The pandemic has been a flourishing time for the brokerage business. India’s investor population nearly doubled, as people from the age of 9 years to 90 years turned into traders after a quick online class. Brokers used this boom during the lock-down to lure and loot people with well-laid traps backed by the façade of technical compliance with the rules. The two stories I will narrate, to caution investors, are chilling enough to jolt even a cynic like me who has reported a variety of scams for over 30 years.
Since 2016, the Securities and Exchange Board of India (SEBI) has issued multiple circulars to tighten compliance and reporting requirements for brokers. In 2018, it issued rules to prevent unauthorised trading by stockbrokers and put in place an early warning system. Yet, we have 32 broker failures over 2.5 years at the National Stock Exchange (NSE) and unreported stories like the one I plan to narrate. (Names have been changed to protect the individuals and their families.)
No Safe Holdings
The first case is that of 82-year-old Pestonji whose modest portfolio included many dud shares. He was contacted by a smooth-talking broker-employee, Mohandas (relationship manager) who persuaded him to open a trading account so that he could help him clean up his lifetime portfolio—get rid of junk shares and buy good shares. Most super-senior citizens still struggle with physical shares and technology, so Pestonji thought Mohandas was a godsend, little knowing he was the devil incarnate.
Pestonji quickly signed blank forms presented by Mohandas to open a trading account. As an afterthought, he did ask to verify the forms but Mohandas smoothly told him they were forwarded to Delhi and he did not have a copy. Pestonji had no reason to suspect foul play.
From then on, Mohandas began to tutor Pestonji to place derivatives trades that led to losses and only built up large frothy volumes to earn brokerage fees. So a man, who had never traded more than Rs5 lakh a year, suddenly had derivatives trades of Rs1.32 crore in two months with a mere Rs255 credited to his account as earnings and no explanation. The total trades were over Rs6.25 crore.

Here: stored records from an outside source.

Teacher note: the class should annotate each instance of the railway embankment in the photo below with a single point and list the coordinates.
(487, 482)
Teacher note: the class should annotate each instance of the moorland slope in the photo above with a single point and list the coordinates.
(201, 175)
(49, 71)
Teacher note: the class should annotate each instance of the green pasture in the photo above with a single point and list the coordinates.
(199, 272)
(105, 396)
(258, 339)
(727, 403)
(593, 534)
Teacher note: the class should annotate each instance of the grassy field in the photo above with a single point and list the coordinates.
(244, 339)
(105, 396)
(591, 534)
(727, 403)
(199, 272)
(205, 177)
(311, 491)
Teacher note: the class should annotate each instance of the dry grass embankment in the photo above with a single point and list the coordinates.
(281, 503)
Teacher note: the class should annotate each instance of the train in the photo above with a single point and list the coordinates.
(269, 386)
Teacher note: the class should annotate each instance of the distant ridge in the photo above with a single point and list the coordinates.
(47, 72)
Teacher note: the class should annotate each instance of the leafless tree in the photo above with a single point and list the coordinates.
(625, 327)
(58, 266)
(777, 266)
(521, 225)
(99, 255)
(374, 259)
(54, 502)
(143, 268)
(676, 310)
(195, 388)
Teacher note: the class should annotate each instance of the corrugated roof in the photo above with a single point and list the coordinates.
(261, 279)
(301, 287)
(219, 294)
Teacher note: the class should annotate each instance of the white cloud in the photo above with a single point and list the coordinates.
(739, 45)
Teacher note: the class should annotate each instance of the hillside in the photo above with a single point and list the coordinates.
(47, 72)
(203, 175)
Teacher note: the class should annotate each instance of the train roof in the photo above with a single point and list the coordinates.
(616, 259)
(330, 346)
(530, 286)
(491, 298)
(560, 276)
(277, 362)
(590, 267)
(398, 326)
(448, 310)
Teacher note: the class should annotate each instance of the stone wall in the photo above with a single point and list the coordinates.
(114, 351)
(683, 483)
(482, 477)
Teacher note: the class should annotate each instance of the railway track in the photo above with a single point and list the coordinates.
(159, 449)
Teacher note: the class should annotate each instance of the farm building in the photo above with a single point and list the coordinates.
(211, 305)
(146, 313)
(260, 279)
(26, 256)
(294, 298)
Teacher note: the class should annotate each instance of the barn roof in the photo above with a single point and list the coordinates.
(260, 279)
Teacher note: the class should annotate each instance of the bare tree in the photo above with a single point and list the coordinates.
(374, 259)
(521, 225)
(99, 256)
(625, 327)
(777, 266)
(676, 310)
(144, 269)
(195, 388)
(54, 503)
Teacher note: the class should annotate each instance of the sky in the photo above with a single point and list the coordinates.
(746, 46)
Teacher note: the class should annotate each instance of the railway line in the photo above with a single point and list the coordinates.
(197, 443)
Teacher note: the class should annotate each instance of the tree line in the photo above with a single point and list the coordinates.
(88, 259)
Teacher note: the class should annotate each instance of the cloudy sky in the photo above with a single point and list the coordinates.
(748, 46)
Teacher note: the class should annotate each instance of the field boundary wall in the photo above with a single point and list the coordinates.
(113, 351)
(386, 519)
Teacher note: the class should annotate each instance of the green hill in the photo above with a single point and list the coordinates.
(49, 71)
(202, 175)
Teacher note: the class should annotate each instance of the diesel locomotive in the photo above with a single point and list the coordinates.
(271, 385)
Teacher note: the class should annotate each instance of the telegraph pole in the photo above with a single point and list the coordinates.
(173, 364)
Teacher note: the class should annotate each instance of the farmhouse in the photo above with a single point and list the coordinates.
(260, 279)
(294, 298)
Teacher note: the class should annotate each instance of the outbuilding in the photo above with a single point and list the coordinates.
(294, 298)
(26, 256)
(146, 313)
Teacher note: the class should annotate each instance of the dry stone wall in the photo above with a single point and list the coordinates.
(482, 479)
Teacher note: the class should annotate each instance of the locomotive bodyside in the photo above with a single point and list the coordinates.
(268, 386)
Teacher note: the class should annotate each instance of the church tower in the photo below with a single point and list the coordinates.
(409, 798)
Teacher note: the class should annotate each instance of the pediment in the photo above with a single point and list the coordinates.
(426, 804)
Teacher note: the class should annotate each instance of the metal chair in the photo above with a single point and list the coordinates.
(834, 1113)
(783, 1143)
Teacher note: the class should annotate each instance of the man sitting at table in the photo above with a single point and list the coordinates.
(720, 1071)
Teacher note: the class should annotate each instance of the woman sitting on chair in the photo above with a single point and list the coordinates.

Mohandas ensured technical compliance with all SEBI regulations with regard to margin and ledger statements, emails and SMS messages. An unsuspecting Pestonji was tutored to place specific orders for transactions he did not understand on calls from the broker. Pretty soon, he was selling his core portfolio to meet debits.
All this happened in 2020 after the lock-down. Pestonji, finally, realised he was badly duped and filed complaints with the cyber-crime division of the police and with NSE’s grievance redress committee (GRC). Expectedly, the broker’s representative was fully prepared to show how Pestonji had full knowledge of derivatives trading and made all the decisions himself.
At the GRC hearing, the brokerage firm produced a letter which said that Pestonji had ‘unconditionally withdrawn’ his police complaint in November 2021. This letter was also signed by two family members. Behind this is a story of brazen coercion. The brokerage firm had frozen the demat accounts of all three family members putting them in an untenable position and creating a situation where they perhaps preferred to take losses of a few lakh rupees rather than have their core investments locked up in expensive and never-ending litigation for years.
A brokerage firm is not even a bank; yet, it has the temerity to arrogate to itself the extraordinary power to illegally freeze the demat accounts of family members and lock up their lifetime investments. The broker had the audacity to do so, because grievance redress in India is poor—almost non-existent—and our courts as well as regulators fail to award exemplary damages to victims.
Fortunately, the GRC saw through the charade. It asked for call recordings. The broker submitted 14 recordings for 100+ trades, of which only 11 related to order placement. Of these, Mohandas initiated all but three calls. The recordings also indicated that Pestonji was placing orders as tutored by Mohandas. The clincher was that, in most cases, Mohandas did not even bother to ask Pestonji the price at which a particular currency option should be sold—they were simply sold at market price. GRC also accepted Pestonji’s contention that he signed the unconditional withdrawal under duress since family accounts were frozen and ruled in his favour. The amount involved was a mere Rs6.13 lakh, which explains the family’s reluctance to fight.
Looting the Family via Mother’s Trade
The next one is a pure horror story and should serve as a warning to those with multiple family accounts with a brokerage firm. In this case, the brokerage is a very large and high-profile listed entity.
The victim is an unusual 82-year-old, who we will call Shanta Limaye. She used to trade in equities, including a bit of derivatives trading, for six or seven years. During the COVID lock-down, she racked up losses of nearly Rs8 crore in derivatives against collateral of just Rs2 crore. Naturally, her trading facilities were revoked. By allowing her to trade far in excess of her collateral, the broker had already violated SEBI’s guidelines and began a criminal cover-up to avoid the loss of nearly Rs7 crore that the firm would need to write off.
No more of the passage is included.